Feeling like I should apologize for the tone of this piece, I examine my own need to feel something better. Most of the people I know or am close with experience stress and difficulty during this time of year. Mette and I are both geographically away from most family and that brings longing and grief right now. So, what do we do to feel better? We talk about it. I ask my patients to talk about it. The need to process and experience it is unavoidable, as annoying as it is. Don’t get stuck there, but don’t ignore it because it will only back up and then be more difficult to deal with. Oscillate. Feel yucky if you feel yucky, but then find something to feel good about and move your energy around. Gratitude is hard to avoid when you have people and animals you love around you, so I spend time with my horses and they always make me feel better. I also tend to stay off social media more than usual this time of year. Unfortunately, and unknowingly, it causes deep, chemical reactions in us, we don’t really notice it because of the addictive quality. Funny how it makes me feel badly but I have to work hard to resist the click and scroll habit.

And lastly, the grieving part.
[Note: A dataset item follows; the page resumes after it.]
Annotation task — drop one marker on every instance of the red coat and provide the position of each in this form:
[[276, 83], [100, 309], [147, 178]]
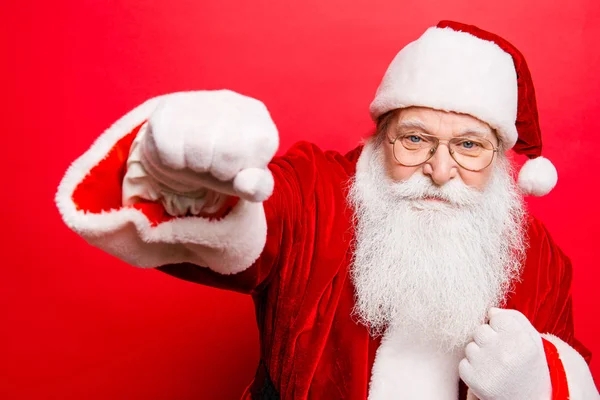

This was my second Thanksgiving without my mom, Kyp. It was her favorite holiday, making the day sad and a bit lonely. Cooking is NOT my thing, ever. I don’t enjoy it or find it relaxing or fulfilling like people who like to cook describe it. In a family of cooks and best-selling cookbook authors, I find it irritating and time-consuming, go figure. We went to my dad and stepmom’s house for dinner, dividing the cooking duties between us all. I made my mom’s candied yams (my childhood favorite) and stuffing for the first time purely out of need. I thought a lot about my mom and the joy it brought her to cook like that. My sister, Justine, and my niece, Hayley channel Kyp’s recipe’s perfectly—unlike my first attempt. But it didn’t matter that they didn’t look or taste as great, it was a part of me enjoying a part of her and them. My dad laughed and reminisced about the old days and the huge table Kyp prepared, filled with family and more family. We talked on speakerphone with Justine, who now hosts the table filled with family and more family. There was love and longing, gratitude and the things we missed. It was bittersweet, with both thanks and grieving, just like most days.